Monday, July 08, 2013

Vin Scully, on Batting Out of Order

Vin Scully, from yesterday's telecast:

Pablo Sandoval the batter. You know, the Giants had a first-inning mess-up yesterday, when Posey and Sandoval — actually, it was Posey who hit out of turn.

Sandoval, who was supposed to hit, was then declared out. Posey, who had doubled in a run, then had to come back up a second time, flied out for the third out and that was the end of the inning.

But the Giants went on to win the game anyway, four-two.

The pitch, way outside to Sandoval, ball one.

I remember my very first year, maybe the most outrageous hitting-out-of-turn moment, I mean, really. It was against the Cubs, Chicago Cubs, in Ebbets Field back in 1950. The manager of the Cubs was Frankie Frisch, the Hall of Famer.

Here's the one-oh pitch, Sandoval swings, fouls it, one and one.

Frisch went to Fordham. He was called the Fordham Flash. I went to Fordham. I was not called the Fordham Flash. And we both knew of each other's background, and I went in to get the lineup from the manager.

And he said — in those days, they had to fill out three cards. And he said, "Well, I already filled a card out. I gave it to Spud Johnson. He's out on the field."

I said, "Okay, Mr. Frisch, I'll go upstairs."

"No, no, no," he said. "Don't go away, I'll give you the lineup."

One-one pitch is swung on, lifted around second base. It's Mark Ellis waiting, and makes the catch for the second out.

So, Frankie Frisch gave me the lineup and printed out two cards. I went upstairs, and soon as the game started, I thought, "Oh my gosh, I have messed up. I've written the lineup down incorrectly."

And all during the game I was trying to correct my scorebook. It was a mess.

Ninth inning, bases loaded, two out. The Cubs are trailing the Dodgers by a run. And a left-hand hitter named Carmen Mauro came up to the plate. And I looked and I thought, Well he's been batting — I've made a mess out of my scorebook.

He promptly doubled in three runs to give the Cubs an approximate victory.

The pitch to Posey in for a strike.

And then Burt Shotton, the manager of the Dodgers, did not wear a uniform, so he was not allowed out on the field. His coach, you would call him a bench coach today, Clyde Sukeforth, came out and said, Carmen Mauro — who had just doubled in three runs — was hitting out of turn.

The guy who was supposed to be up was declared out, Mauro had a second at-bat, flied out, and the game was over.

Strike-one pitch, low and inside.

Things came out of the Chicago dugout that I didn't know were in there. Frankie Frisch just tore up the place.

You think that's bad, here's this kid broadcaster, had to go back and see Frisch the next day, and ask him for the lineup.

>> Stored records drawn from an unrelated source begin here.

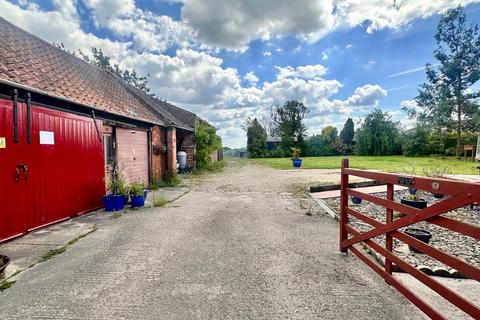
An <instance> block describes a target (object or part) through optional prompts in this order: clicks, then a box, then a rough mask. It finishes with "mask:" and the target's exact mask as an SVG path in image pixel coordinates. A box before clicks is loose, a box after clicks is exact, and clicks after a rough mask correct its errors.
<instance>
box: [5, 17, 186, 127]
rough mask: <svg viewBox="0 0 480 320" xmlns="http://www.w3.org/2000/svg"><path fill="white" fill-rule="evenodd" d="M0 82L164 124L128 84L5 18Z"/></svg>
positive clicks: (128, 115) (126, 115) (157, 113)
mask: <svg viewBox="0 0 480 320" xmlns="http://www.w3.org/2000/svg"><path fill="white" fill-rule="evenodd" d="M0 79H3V80H7V81H10V82H14V83H17V84H21V85H24V86H28V87H30V88H34V89H37V90H41V91H44V92H46V93H48V94H50V95H54V96H57V97H60V98H66V99H69V100H71V101H73V102H77V103H80V104H84V105H88V106H90V107H92V108H95V109H101V110H105V111H108V112H111V113H115V114H120V115H123V116H126V117H130V118H134V119H139V120H144V121H147V122H151V123H161V120H160V119H162V117H159V115H158V112H156V111H155V110H152V109H151V108H148V107H146V106H145V103H144V101H143V100H142V99H139V97H138V96H136V95H135V94H132V90H129V89H128V85H125V83H124V82H123V81H121V80H120V79H118V78H117V77H115V76H114V75H113V74H111V73H109V72H106V71H104V70H101V69H99V68H97V67H95V66H92V65H91V64H89V63H87V62H85V61H83V60H81V59H79V58H77V57H75V56H73V55H71V54H69V53H66V52H64V51H63V50H60V49H58V48H56V47H55V46H53V45H51V44H49V43H47V42H46V41H43V40H41V39H39V38H37V37H35V36H34V35H32V34H30V33H28V32H26V31H24V30H23V29H20V28H18V27H16V26H14V25H13V24H11V23H9V22H8V21H6V20H5V19H3V18H0ZM135 90H136V89H135ZM145 96H147V95H145ZM168 117H169V116H168V115H167V116H164V118H168ZM159 118H160V119H159ZM178 122H181V121H178Z"/></svg>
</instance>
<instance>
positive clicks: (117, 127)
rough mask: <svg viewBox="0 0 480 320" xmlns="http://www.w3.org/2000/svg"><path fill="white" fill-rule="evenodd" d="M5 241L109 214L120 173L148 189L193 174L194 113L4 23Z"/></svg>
mask: <svg viewBox="0 0 480 320" xmlns="http://www.w3.org/2000/svg"><path fill="white" fill-rule="evenodd" d="M0 39H1V41H0V181H1V188H0V203H2V206H1V208H0V221H1V223H0V242H1V241H5V240H8V239H11V238H13V237H17V236H19V235H23V234H25V233H27V232H28V231H30V230H33V229H36V228H39V227H42V226H45V225H49V224H52V223H55V222H58V221H62V220H65V219H68V218H71V217H74V216H77V215H80V214H82V213H85V212H88V211H91V210H94V209H97V208H101V207H102V196H103V195H104V194H105V191H106V190H105V179H108V177H109V175H111V173H112V171H113V169H114V167H115V166H116V167H117V168H118V169H120V170H121V171H123V172H124V173H125V175H126V177H127V179H128V180H129V181H141V182H142V183H144V184H145V185H148V183H149V182H152V181H155V180H159V179H161V178H162V176H163V175H164V174H165V172H166V171H167V170H176V154H177V150H184V151H186V152H187V154H188V158H189V164H188V165H189V166H191V167H193V166H194V162H193V155H194V152H195V144H194V140H193V132H194V128H195V123H196V121H197V120H196V119H197V117H196V115H195V114H193V113H191V112H188V111H186V110H183V109H181V108H178V107H176V106H173V105H171V104H169V103H167V102H164V101H159V100H156V99H154V98H151V97H150V96H148V95H147V94H145V93H144V92H142V91H140V90H138V89H136V88H134V87H132V86H130V85H128V84H126V83H125V82H123V81H122V80H121V79H119V78H118V77H116V76H115V75H114V74H112V73H110V72H107V71H105V70H103V69H100V68H97V67H95V66H93V65H91V64H89V63H87V62H85V61H83V60H81V59H79V58H77V57H75V56H73V55H71V54H69V53H66V52H64V51H62V50H60V49H58V48H56V47H55V46H53V45H51V44H49V43H47V42H45V41H43V40H42V39H39V38H37V37H35V36H33V35H32V34H30V33H28V32H26V31H24V30H23V29H20V28H18V27H16V26H14V25H13V24H11V23H9V22H8V21H6V20H4V19H2V18H0Z"/></svg>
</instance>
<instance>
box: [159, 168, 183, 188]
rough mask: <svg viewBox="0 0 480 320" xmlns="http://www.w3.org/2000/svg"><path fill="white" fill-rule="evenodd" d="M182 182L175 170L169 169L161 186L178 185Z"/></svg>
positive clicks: (162, 186) (172, 185)
mask: <svg viewBox="0 0 480 320" xmlns="http://www.w3.org/2000/svg"><path fill="white" fill-rule="evenodd" d="M181 182H182V180H181V179H180V177H179V176H178V174H177V173H176V172H175V171H171V170H169V171H167V172H165V177H164V178H163V181H162V182H161V184H160V187H176V186H178V185H179V184H180V183H181Z"/></svg>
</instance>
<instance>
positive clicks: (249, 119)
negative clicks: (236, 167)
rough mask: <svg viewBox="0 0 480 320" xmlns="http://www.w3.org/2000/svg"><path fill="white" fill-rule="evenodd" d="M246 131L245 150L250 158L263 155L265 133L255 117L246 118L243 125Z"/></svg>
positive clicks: (263, 128) (254, 157)
mask: <svg viewBox="0 0 480 320" xmlns="http://www.w3.org/2000/svg"><path fill="white" fill-rule="evenodd" d="M243 128H244V130H246V131H247V151H248V156H249V157H250V158H260V157H263V156H264V155H265V147H266V144H267V133H266V132H265V129H264V127H263V126H262V124H261V123H260V122H259V121H258V119H257V118H255V119H252V118H248V119H247V120H246V121H245V124H244V125H243Z"/></svg>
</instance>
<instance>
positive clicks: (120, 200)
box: [115, 194, 125, 211]
mask: <svg viewBox="0 0 480 320" xmlns="http://www.w3.org/2000/svg"><path fill="white" fill-rule="evenodd" d="M116 197H117V205H116V207H115V211H120V210H123V208H124V206H125V204H124V202H125V198H124V197H123V194H119V195H118V196H116Z"/></svg>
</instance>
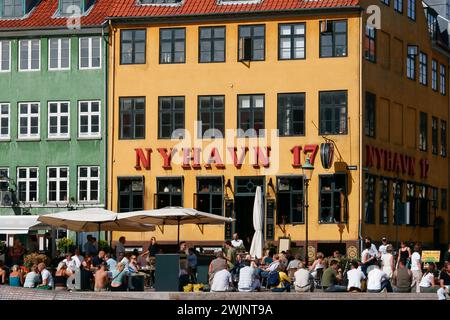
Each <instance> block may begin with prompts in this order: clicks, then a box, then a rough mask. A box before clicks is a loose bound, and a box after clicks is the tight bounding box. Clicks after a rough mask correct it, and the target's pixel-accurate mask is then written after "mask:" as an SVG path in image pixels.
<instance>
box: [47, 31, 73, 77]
mask: <svg viewBox="0 0 450 320" xmlns="http://www.w3.org/2000/svg"><path fill="white" fill-rule="evenodd" d="M52 40H57V41H58V66H57V67H56V68H52V67H51V64H50V60H51V50H50V48H51V46H50V42H51V41H52ZM62 40H69V66H68V67H67V68H62V67H61V63H62ZM71 42H72V41H71V39H70V38H50V39H48V70H51V71H61V70H70V65H71V61H70V60H71V47H72V43H71Z"/></svg>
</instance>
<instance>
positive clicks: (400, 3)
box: [394, 0, 403, 13]
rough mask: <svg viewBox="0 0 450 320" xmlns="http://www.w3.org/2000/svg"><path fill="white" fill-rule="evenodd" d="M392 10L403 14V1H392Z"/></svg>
mask: <svg viewBox="0 0 450 320" xmlns="http://www.w3.org/2000/svg"><path fill="white" fill-rule="evenodd" d="M394 10H395V11H397V12H398V13H403V0H394Z"/></svg>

Yeah, that was an out-of-turn mess I will never forget. Although in all honesty, Frank didn't blame me, but I was part of the circumstances that led to it.

So, out of turn in the first inning, okay. Out of turn in the ninth with the bases loaded? Wow.

The pitch now to Buster Posey, swung on and missed, And the count one and two.

Two down, bottom of the first inning, no score. Hunter Pence on deck.

Kershaw, very deliberate, plants the left foot just about in the middle of the rubber. Posey, solid right-hand hitter, leader of the Giants. Buster waiting, and the one-two pitch on the way, and that's a change high, two-and-two the count.

There is one other thing you might wonder about. You know, the plate umpire gets the official lineup before the game, in the exchange of cards.

Well, what the umpire normally does, he puts the lineup in his pocket. But there's no rule that says the umpire, had he known, would have prevented him from saying to Posey, You're hitting out of turn.

Ground ball juggled by Ramirez, but they get a force play anyway. No runs, one hit and one left. And at the end of an inning, no score.


Paul said...

Thanks for posting. Loved this story.

Josh Allen said...

Vin, I love you, but you're wrong:

Rule 6.07 Comment: The umpire shall not direct the attention of any person to the presence in the batter’s box of an improper batter. This rule is designed to require constant vigilance by the players and managers of both teams.

The umpire is absolutely constrained from saying anything to the batter or anybody else. It's an appeal play, just like missing first base. The defense can appeal it, but if they don't, it's their own fault.

Fred's Brim said...

I loved this story

"I was not called the Fordham Flash" and "approximate victory" were great, as was the name Spud

Orel said...

All-purpose excuse: "I gave it to Spud Johnson."